J’avais fini ma pièce à neuf heures.
En sortant pour rentrer chez moi, je vis un homme dans le passage; il se glissait comme une ombre le long des murs et semblait me fuir. Je pressai le pas, car sa tournure m’avait frappée. Je me plaçai en face de lui.

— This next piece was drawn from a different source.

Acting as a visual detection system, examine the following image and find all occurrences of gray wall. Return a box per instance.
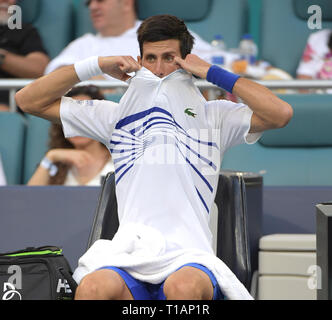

C’était Robert, pâle, défait; son œil, si ardent d’ordinaire, était voilé de tristesse, mais l’ironie était toujours sur ses lèvres dédaigneuses.
—Ah! lui dis-je, vous ne m’éviterez pas; vous me devez une explication. Il se peut que j’aie été coupable, mais vous n’avez pas le droit de me torturer comme vous le faites depuis quelque temps. Dieu seul juge irrévocablement. Vous ne pouvez partir en me laissant l’idée qu’un homme me maudit sous le ciel. D’ailleurs, vous êtes déjà trop vengé; vos malédictions s’accomplissent. On m’intente des procès que je ne soutiendrai pas. Je vais quitter ce monde aussi malheureuse que vous.
Mes larmes me coupèrent la voix. Il me fit monter en voiture et m’accompagna chez moi.
—J’avais peur de ce qui arrive, me dit-il, et c’est ce qui m’a ramené à Paris. Mes biens ont été vendus la moitié de leur valeur. Non-seulement je suis ruiné, mais il me reste des dettes.
—Oui, et moi l’on m’attaque, disant que ce que j’ai est à vous. C’est une infamie, car ils savent bien le contraire; mais ils se disent: Une femme comme celle-là, nous aurons bon marché d’elle.
—Eh bien! me dit-il, faites-les mentir. Céleste, défendez-vous avec tout ce que vous avez d’énergie et d’intelligence! vous avez votre droit; il y a des juges. J’emporterais des regrets trop amers, si je vous savais malheureuse. Je voulais me faire soldat; mais je suis trop vieux, j’ai trente-trois ans. Je vais partir au bout du monde, en Australie. Peut-être pourrai-je vivre, comme tant d’autres, loin de la France; ne rien demander à personne, ne pas donner le spectacle de ma misère, c’est tout ce que je veux. Je n’ai pas d’idées, je vais aller où le navire me conduira.
Il resta chez moi. Nous payâmes nos joies passées par de longues nuits de larmes.